Setiap orang lahir di dunia dalam keadaan merdeka. Di saat yang bersamaan, kemerdekaan adalah hak setiap bangsa sebagai himpunan individu-individu yang merdeka. Artinya, setiap bangsa bebas menentukan haluan dan tujuan yang dicita-citakan. Dengan kata lain, seseorang yang tertawan, terpenjara atau diperbudak, termasuk diperbudak oleh hawa nafsu, adalah tidak merdeka.
Lantas pertanyaannya, bagaimanakah kemerdekaan dalam perspektif Al-Qur’an?
Berbicara mengenai kemerdekaan dalam perspektif Al-Qur’an bearti di saat yang sama juga membahas kemerdekaan dalam Islam.
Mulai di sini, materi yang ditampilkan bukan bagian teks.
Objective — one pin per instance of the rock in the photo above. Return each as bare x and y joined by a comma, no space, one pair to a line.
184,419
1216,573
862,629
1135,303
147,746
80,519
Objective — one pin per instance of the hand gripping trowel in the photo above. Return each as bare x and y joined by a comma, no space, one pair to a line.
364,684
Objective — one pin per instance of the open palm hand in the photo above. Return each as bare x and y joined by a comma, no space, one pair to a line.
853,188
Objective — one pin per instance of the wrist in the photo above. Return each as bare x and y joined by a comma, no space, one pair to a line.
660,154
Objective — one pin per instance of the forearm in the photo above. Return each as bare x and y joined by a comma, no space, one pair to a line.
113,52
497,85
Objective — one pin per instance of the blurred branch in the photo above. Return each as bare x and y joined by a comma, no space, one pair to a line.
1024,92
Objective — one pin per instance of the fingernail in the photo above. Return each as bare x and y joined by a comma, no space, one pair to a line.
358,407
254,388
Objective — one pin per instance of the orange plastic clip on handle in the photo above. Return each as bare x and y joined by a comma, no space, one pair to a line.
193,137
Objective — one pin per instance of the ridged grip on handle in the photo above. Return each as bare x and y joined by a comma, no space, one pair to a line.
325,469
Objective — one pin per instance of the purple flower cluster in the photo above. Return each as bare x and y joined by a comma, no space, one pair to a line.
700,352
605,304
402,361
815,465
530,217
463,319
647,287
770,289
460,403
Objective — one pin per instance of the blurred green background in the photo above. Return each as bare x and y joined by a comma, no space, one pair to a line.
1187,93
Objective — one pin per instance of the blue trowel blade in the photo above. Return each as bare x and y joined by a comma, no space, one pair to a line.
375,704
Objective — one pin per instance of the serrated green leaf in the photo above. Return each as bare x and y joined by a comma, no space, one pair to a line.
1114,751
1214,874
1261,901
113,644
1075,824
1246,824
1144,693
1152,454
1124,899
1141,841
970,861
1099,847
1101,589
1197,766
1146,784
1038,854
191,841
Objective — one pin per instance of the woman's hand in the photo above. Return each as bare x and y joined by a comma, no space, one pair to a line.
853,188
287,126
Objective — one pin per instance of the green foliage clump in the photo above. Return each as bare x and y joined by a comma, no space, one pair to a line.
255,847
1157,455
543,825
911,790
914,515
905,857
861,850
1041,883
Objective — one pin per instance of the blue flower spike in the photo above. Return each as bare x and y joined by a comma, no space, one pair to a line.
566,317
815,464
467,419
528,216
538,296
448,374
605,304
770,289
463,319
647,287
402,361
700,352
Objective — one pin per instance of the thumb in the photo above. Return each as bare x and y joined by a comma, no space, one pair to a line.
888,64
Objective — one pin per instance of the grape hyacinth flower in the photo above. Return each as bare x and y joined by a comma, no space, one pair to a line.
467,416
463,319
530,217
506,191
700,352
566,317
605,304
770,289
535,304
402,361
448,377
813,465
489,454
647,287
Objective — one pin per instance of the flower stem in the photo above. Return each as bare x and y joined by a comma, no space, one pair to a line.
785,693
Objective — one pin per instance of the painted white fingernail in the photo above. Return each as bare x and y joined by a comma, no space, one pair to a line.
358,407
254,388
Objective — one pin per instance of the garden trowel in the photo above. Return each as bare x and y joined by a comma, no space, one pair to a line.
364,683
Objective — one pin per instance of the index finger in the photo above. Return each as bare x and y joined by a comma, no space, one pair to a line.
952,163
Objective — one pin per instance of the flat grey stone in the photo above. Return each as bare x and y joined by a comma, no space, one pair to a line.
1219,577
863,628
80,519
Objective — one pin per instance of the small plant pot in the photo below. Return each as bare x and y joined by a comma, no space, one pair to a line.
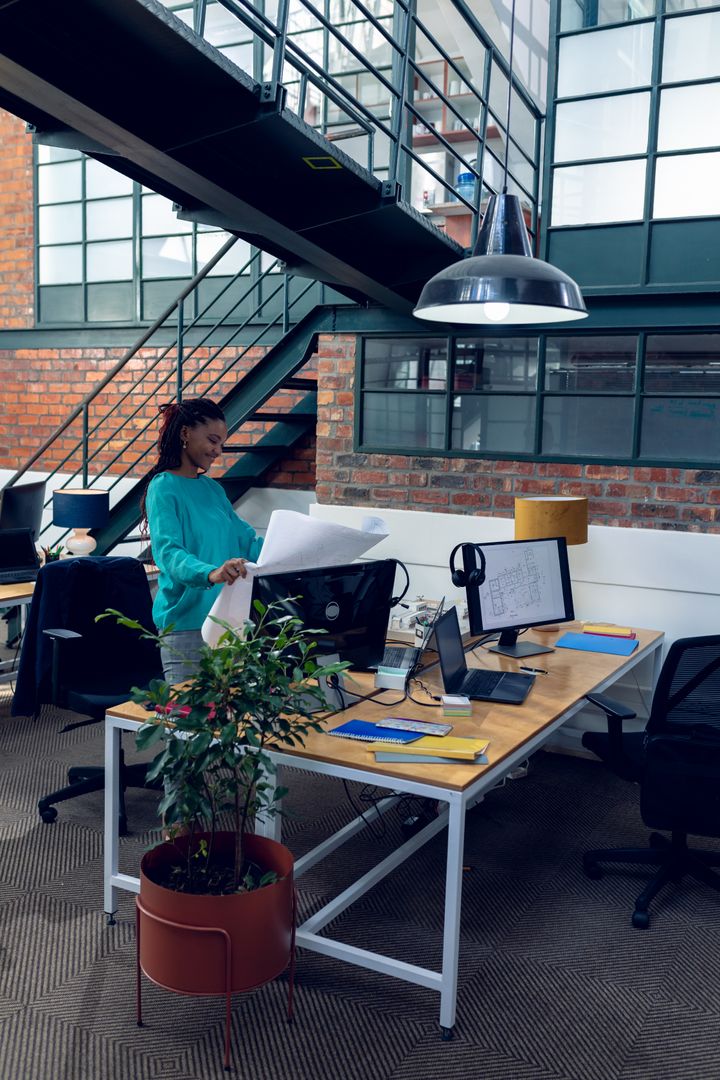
202,944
Di antara misi Islam ialah memerdekakan manusia dari perbudakan dan membebaskan mereka dari kemiskinan, kebodohan, dan penderitaan, serta kesengsaraan hidup.
Umar bin Khaththab pernah berkata, “Anak manusia itu terlahir merdeka, dari mana engkau mendapat hak untuk memperbudaknya?”
Baca juga: Perlindungan Sosial Untuk Indinesia Berkemajuan |
Perkataan yang pernah disampaikan oleh Umar kepada para sahabatnya tersebut sejalan dengan firman Allah swt dalam QS. Al-Balad (90): 11-16:
فَلَا اقْتَحَمَ الْعَقَبَةَ○ وَمَا أَدْرَاكَ مَا الْعَقَبَةُ○ فَكُّ رَقَبَةٍ○ أَوْ إِطْعَامٌ فِي يَوْمٍ ذِي مَسْغَبَةٍ○ يَتِيمًا ذَا مَقْرَبَةٍ○ أَوْ مِسْكِينًا ذَا مَتْرَبَةٍ
Tetapi dia tidak menempuh jalan yang terjal. Tahukah kamu apakah jalan yang terjal itu? Yaitu membebas perbudakan. Atau memberi makan pada hari kelaparan). Anak yatim yang dalam pertalian kerabat. Atau orang miskin yang bergelimang di atas debu. (QS. Al-Balad (90): 11-16)
Terkait kemerdekaan dalam Al-Qur’an, Allah swt terkadang tidak mengatakannya secara tersurat, sebagaimana firmanNya dalam surat yang lain,
Tahukah engkau orang yang mendustakan agama? Itulah orang yang menghardik anak yatim. Dan tidak menganjurkan memberi makan orang miskin. Maka celakalah orang-orang yang salat. Yang lalai dari salatnya. Yang hanya ingin dilihat orang. Dan menolak memberi pertolongan dengan barang berguna.(QS 107:1-7).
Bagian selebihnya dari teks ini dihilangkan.